Penjahit Edarkan Puluhan Ribu Pil Koplo

  • Whatsapp

Oleh : Tama

 

Muat Lebih

AMUNISINEWS.COM, Sidoarjo – Kiat memberantas peredaran narkoba oleh jajaran kepolisian Indonesia terus digalakkan. Hal itu juga terus dilakukan oleh Kepolisian Sektor Kota Sidoajo, Alhasil dua pengedar pil jenis Double LL(koplo)berhasil diamankan Kepolisian Sektor Kota Sidoarjo pada Senin (29/5) ini, dengan barang bukti uang tunai Rp.470.000 dan 57.000 pil doble LL Dari penangkapan dua pengedar warga Desa Punggul RT 04 RT 02 kecamatan Gedangan yakni Wahyu Santoso(23) dan Abdul Mukhid (37) RT 02 RW 02.

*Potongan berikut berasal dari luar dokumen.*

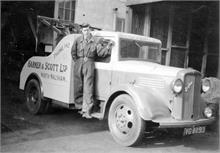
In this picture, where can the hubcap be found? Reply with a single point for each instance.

Kapolsek Sidoarjo Kota Kompol Rochsulullah mengatakan, penangkapan mereka berdua pada hari senin(22/5) sekitar pukul 00.40 Wib di warkop jalan desa Punggul. Tersangka saat ditangkap memang tidak ditemukan barang bukti,namun hanya mendapati sisa uang penjualan sebanyak Rp.470.000 dan dari pengembanfan didapati 57.000 butir pil dobel LL oleh kedua  tersangka Wahyu Santoso dan Abd.Wakhid.

Selanjutnya penyidik melakukan pengembangan dan berhasil menangkap tersangka lain yang terlebih dahulu tertangkap yakni arifin, dari tangan arifin petugas mampu mengamankan sebanyak 50 pil dalam kemasan plastik kecil dari hasil pembelian dari Wahyu Santoso seharga Rp.75.000. Sedangkan menurut keterangan Wahyu barang tersebut berasal dari Abdul Mukhid pegawai aluminium yang juga tetangga Wahyu beda RT namun satu desa ujar Rochsul.

Kompol Rochsul menambahkan jadi tersangka ini sama-sama warga Desa Punggul Kecamatan gedangan cuma beda RT.Dan dari hasil kedua tersangka berhasil diamankan sebanyak 57.000 (57 kantung plastic)pil jenis dobel LL dan uang tunai Rp.470 ribu uang hasil penjualan terang Rochsul kemarin.

Sementara pengakuan tersangka Wahyu S yang sehari-hari bekerja sebagai penjahit rata-rata dijual  ke pekerja 100 butir dengan harga Rp.120 ribu. Dan Abdul wakhid menjual ke Wahyu karena dirinya dulu mantan pemakai akunya kepada wartawan.

Keduanya kini menyesal dan harus mempertanggung jawabkan perbuatannya dan mendekam di tahanan Mapolsek Sidoarjo Kota.